Handicapping The Credit Crunch: Outsourcers Yeah, Startups Nay

An inability to finance tech gear could see more businesses turning to outsourcing, while startups may have a tough time getting off the ground.
The nation's credit squeeze could prove to be a boon for outsourcers, but it might also have a chilling effect on tech startups, according to analysts.

Most big IT vendors, and their financing partners, are still willing to extend terms to commercial buyers. But they are scrutinizing customers more carefully than ever, and those without solid credit or a long track record may find themselves out of luck, or servers.

"Companies that are on the edge of the lending criteria may have difficulty," Yankee Group senior VP Ashvin Vellody said in an interview Friday.

As a result, an increasing number of companies may outsource their computing requirements. Under such an arrangement, third parties, such as EDS, Computer Sciences Corp., or India's Wipro, handle the bulk of their customers' tech needs. Businesses that go that route therefore do not need to buy as many expensive servers and storage devices. They can also cut down on networking gear.
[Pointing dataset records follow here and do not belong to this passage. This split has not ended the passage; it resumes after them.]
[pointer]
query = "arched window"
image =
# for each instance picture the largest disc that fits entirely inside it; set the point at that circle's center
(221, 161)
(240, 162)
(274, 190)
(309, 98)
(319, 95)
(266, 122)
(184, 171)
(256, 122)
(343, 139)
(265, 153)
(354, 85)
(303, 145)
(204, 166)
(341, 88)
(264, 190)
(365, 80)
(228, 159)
"Outsourcing could benefit in the current environment," said Vellody.

CSC said sales increased to a record $4.44 billion in its most recent quarter, up 16% over the previous year. EDS, which is now owned by Hewlett-Packard, in July reported a 16% earnings increase. For the quarter ended June 30, Wipro -- which specializes in low-cost offshore outsourcing -- said revenue climbed a whopping 43% to $1.39 billion.

Another scenario that could prove popular is one in which businesses sell their computing assets to a vendor like IBM, and then lease them back. "It increases cash for the business and cash flow for the vendor," said Rodney Nelsestuen, a research director at TowerGroup. IBM earlier this week said that third-quarter earnings per share increased 22% year over year, while sales were up 5%.

By contrast, the credit crunch appears to be taking its toll on tech startups. U.S. venture funding has fallen off to less than $1 billion per month from more than $1.5 billion per month prior to May, according to

To boot, startups that do manage to get off the ground could have trouble procuring the equipment they need to sustain growth. "It's going to be a challenge for small companies that are growing fast and need to double their infrastructure," said Nelsestuen. "It's going to be hard for them to borrow."

So just how picky are tech vendors in terms of who they extend credit to? And what rates are they offering? The subject is apparently so sensitive that none of the major IT companies will talk about it. Officials at IBM, Hewlett-Packard, and Microsoft declined to comment for this story. Representatives for Dell and Lenovo did not return calls.

On its Web site, IBM says it's still lending, but does not spell out terms. "Beat the credit crunch," IBM's site says. "While your competitors sit back and wait out the tight credit market, you can leverage IBM Global Financing's world-class financing expertise not only to support current operations, but to expand your business as well."

IBM Global Financing's asset base is nearly $38 billion.